Why am I writing about this? Blame the absurd Texas weather this time of year.

After a recent string of days in the 80s I threw my hoodies and most of my long sleeve stuff back into a storage bin and put it on the top of my closet.

The next day it was 41 degrees outside and when I went to walk the dog, the only jacket I had hanging in my closet was the only one too old and bulky to fold up into a storage bin:

My vintage 1996 Northern Highlands High School Varsity Jacket, featuring the unique combination of both swimming and football patches.

To this day, I have not seen a varsity jacket with a swimmer on it AND a patch that says ‘fullback’. This is a very inside joke, but yes, I’m the only one that can do that … Moving on…

So I grabbed the jacket, threw it on and I was instantly 50x more awesome than I was without it. Here’s why:

Putting on a varsity jacket as an almost 40-year old is about as close as you’re going to get to unzipping your current self and stepping into your 18-year-old self. You know that feeling… The one where the only thing that matters is the next few hours and you know you have your entire adult life ahead of you to do whatever you want but all you need to do for the next few hours is rip on your buddies and eat fast food.

You LOOK kind of like how you used to look. Yeah, my posture kind of sucks now, but other than that, from about forty feet away I think I could still pass for my 18-year-old self. Or at least my 22-year-old self. Up close, no way, but still, I’ll take a few minutes in the way-back machine.
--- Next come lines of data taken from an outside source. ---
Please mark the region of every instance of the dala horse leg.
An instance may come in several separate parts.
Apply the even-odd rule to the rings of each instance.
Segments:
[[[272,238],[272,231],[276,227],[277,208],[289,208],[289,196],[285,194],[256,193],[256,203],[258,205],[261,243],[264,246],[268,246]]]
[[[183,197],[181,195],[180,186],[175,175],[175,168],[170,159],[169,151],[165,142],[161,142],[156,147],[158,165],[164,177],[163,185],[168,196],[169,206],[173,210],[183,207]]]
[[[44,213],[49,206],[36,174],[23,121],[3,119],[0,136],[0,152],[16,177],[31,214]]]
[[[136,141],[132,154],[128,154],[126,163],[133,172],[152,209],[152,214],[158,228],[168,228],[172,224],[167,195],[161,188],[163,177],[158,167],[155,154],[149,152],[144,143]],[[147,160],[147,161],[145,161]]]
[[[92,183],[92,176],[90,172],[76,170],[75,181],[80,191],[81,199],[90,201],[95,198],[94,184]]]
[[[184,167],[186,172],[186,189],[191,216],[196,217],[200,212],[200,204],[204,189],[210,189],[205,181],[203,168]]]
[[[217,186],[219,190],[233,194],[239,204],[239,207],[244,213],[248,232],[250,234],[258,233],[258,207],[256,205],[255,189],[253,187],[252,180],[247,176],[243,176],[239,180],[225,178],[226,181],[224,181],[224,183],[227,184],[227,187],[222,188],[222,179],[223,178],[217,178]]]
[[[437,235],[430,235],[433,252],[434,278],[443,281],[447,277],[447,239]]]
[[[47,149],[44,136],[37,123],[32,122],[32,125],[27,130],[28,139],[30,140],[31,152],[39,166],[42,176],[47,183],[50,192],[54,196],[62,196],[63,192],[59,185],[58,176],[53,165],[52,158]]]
Is this what it feels like when Iron Man gears up in his suit? Well, it’s probably the closest a shmuck like me is going to get. Buttoning up your varsity jacket brings back the old invincible mindset I used to have when I put this thing on… I’m not joking… For a few seconds, I felt twenty years younger. Suddenly, my left knee stopped hurting and I could devour $15 of Taco Bell and then play basketball for nine hours straight and then go out all night.

They can conceal anything. Am I wearing a bulletproof vest under this thing? Maybe? Maybe not? You don’t know. I could have a bazooka under here and you wouldn’t know. These things are baggy as hell.

It confuses people and starts awesome conversations about your high school glory days. Also, anyone who stops you who had a similar high school experience will immediately wonder where their jacket is and go dig it up when they get home to try it on. Then they’ll reflect on their athletic peak like you did and the cycle of great memories continues. Word to Al Bundy.

No matter who you are. No matter your body type or what you look like. You will automatically look exponentially more dope with a varsity jacket. It’s a proven fact backed by years of double-blind, placebo controlled scientific studies.

Don’t believe me? Go put yours on right now.